I'm reviewing this PR more carefully, after seeing @instagibbs' comment here: #31122 (comment)

As I understand it, I think there are two key behaviors introduced in this PR:

1. Clearing state between subpackage evaluations (specifically, clearing the coins in m_viewmempool)
2. Deferring mempool limiting until the end of package validation

However, the specific issue that @glozow described above (#28251 (comment)), where we need to ensure that package validation fails if an input is evicted mid-validation, seems to be completely mitigated by behavior (1). And this behavior is tested in the mempool_limit test introduced in this PR.

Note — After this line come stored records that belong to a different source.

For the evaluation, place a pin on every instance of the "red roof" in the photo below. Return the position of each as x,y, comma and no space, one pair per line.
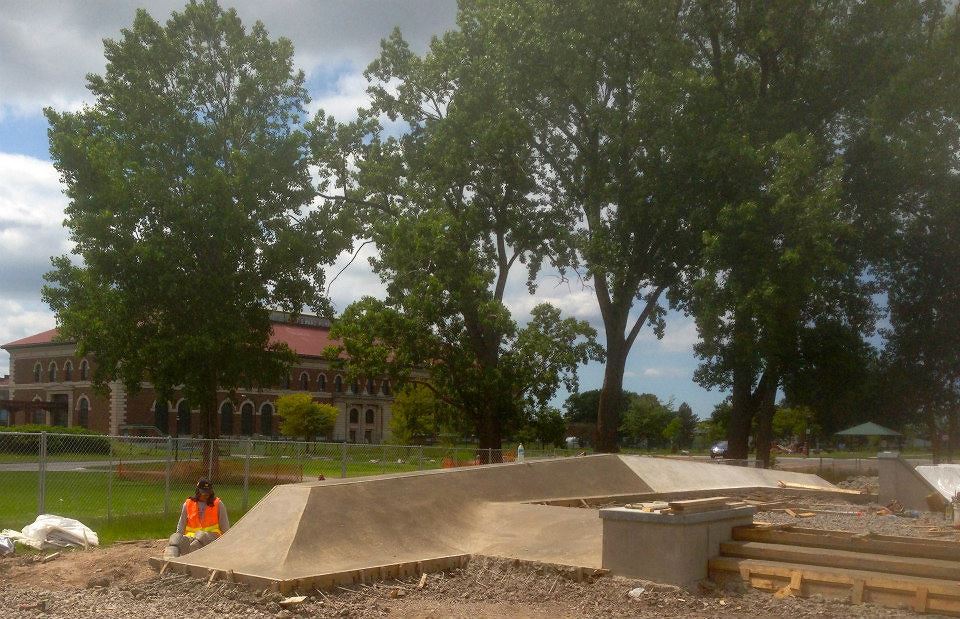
40,338
307,341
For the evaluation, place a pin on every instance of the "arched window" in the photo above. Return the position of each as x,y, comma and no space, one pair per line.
83,413
161,416
246,419
226,417
183,418
266,419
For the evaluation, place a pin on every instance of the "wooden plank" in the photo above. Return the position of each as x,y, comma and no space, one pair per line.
792,485
856,594
696,505
891,564
941,596
843,540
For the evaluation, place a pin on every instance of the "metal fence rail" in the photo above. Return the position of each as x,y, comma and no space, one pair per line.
106,477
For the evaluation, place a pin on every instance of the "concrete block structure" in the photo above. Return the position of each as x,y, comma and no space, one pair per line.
667,548
45,368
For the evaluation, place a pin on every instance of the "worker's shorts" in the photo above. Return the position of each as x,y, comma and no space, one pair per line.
180,545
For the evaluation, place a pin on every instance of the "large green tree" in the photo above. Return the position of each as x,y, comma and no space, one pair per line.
797,83
186,179
619,120
451,208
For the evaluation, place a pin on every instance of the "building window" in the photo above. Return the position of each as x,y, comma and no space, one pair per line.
161,416
226,418
266,419
83,413
183,418
246,419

As far as I can tell from reviewing 3ea71fe (#28251), behavior (2) is designed to allow package validation to succeed in a case where we have, say, a child C with two parents A and B, and we submit a package [A, B, C] and potentially trigger this outcome:

• A is accepted singly
• B is accepted singly, but the mempool overflows and A is trimmed
• C is rejected for missing inputs

So by preventing mempool limiting from taking place mid-package, the choice of what to evict from the mempool is deferred until after C is able to make it in, potentially changing the lowest-descendant-score transaction in the mempool from A to something else (as A's descendant score might be pretty high after C is accepted).

However, I don't think this PR introduced any test for this second behavior, of ensuring success is possible even if an earlier parent might be trimmed mid-validation.

Does this summary sound right to others? Have I overlooked other behavior changes/bugfixes that were introduced here?

[glozow]

As I understand it, I think there are two key behaviors introduced in this PR

However, the specific issue that @glozow described above (#28251 (comment)), where we need to ensure that package validation fails if an input is evicted mid-validation, seems to be completely mitigated by behavior (1).

As far as I can tell from reviewing 3ea71fe (#28251), behavior (2) is designed to allow package validation to succeed in a case where...

However, I don't think this PR introduced any test for this second behavior,

This looks accurate to me. I've looked a little at the tests (it's been a while 😅) and can't really point to one for deferring evictions. Will review #31152.